Saturday, 22 November 2014

Day 17 - Turkmenistan

Man! I woke up this morning (it's was barely morning) after a terrific sleep. I've obviously been running myself down after days of stress over the travel arrangements and the business of going from place to place on such a hectic schedule. The itinerary in Turkmenistan has been adjusted and I'm missing out on a trip ro Yangikala canyons I was really looking forward to but can't be helped. I no longer have the time on my visa. 

I've spent two days on a boat where the only person who knew any English at all, was one guy who had a single phrase in his repertoire, 'in case of emergency, break glass'. He delighted in repeating this over and over, expecting appreciation and praise every time he did so. To speak to a hotel receptionist who knows ,'please' and 'mister' has been an unexpected joy.

Turkmenbashi doesn't have much about it in itself but I was driven around a brand new tourist town in development, Awaza, just outside. It was one of those empty towns that one hears about. Huge investment in vast, empty hotels with empty extra wide roads and armies of women sweeping the streets. Very interesting. I imagine they are highly confident that tourism will take off at some point. I appeared to be the only tourist in town yesterday though. In fact, I may be the first tourist in town. It felt that way anyhow. 

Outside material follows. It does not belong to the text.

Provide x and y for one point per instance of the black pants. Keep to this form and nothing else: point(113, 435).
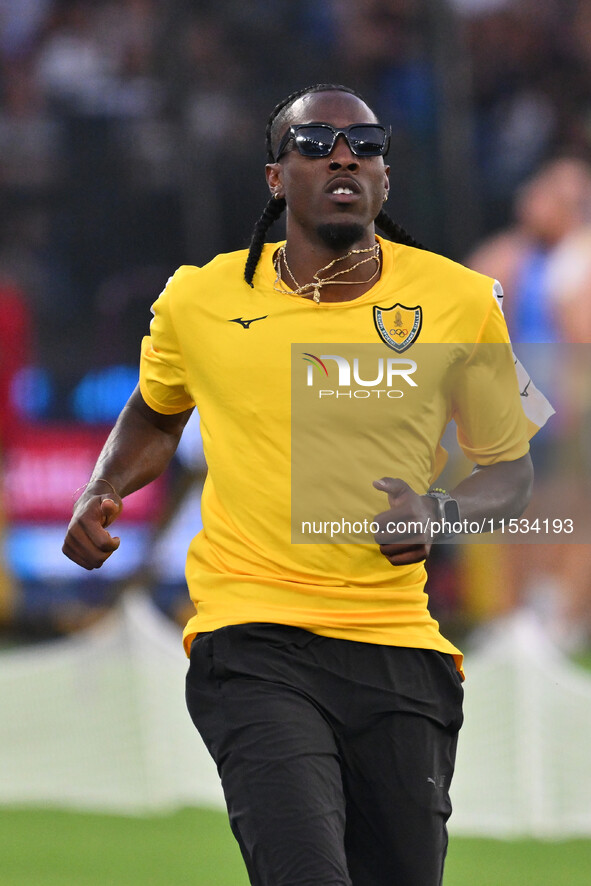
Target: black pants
point(335, 756)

I took a plane out of Turkmenbashi in the afternoon bound for Ashgabat. So far, I've been very impressed with Turkmenistan. There is oodles of very new and very expensive stuff here. The airport is shiny and the aeroplane brand spanking too. I'm not saying there aren't people barely able to scratch a living here but it doesn't strike me as a country on its knees by a long stretch. 
Do I appear surprised? Well maybe a little but that's just my ignorance showing through and one of the reasons why I'm here, to find out more. 

After an hour in the air and a visit to the Turkmen tourism company to work out the fine detail on the revised itinerary, I found myself on a very cheeky two bed apartment in Ashgabat. All settled for my first two day stay somewhere (if you don't count the boat) and a very happy bunny again. 

Taking photos of military personnel carries a sentence of summary execution in these parts, so I had to take this at long range - but you get the idea about the Cold War look and feel, right? 


Turkmenistan fashion proudly on display. Everyone is wearing the same headgear this season. 


Regional airport at Turkmenbashi. There's some cash floating about here. Luton, it is not.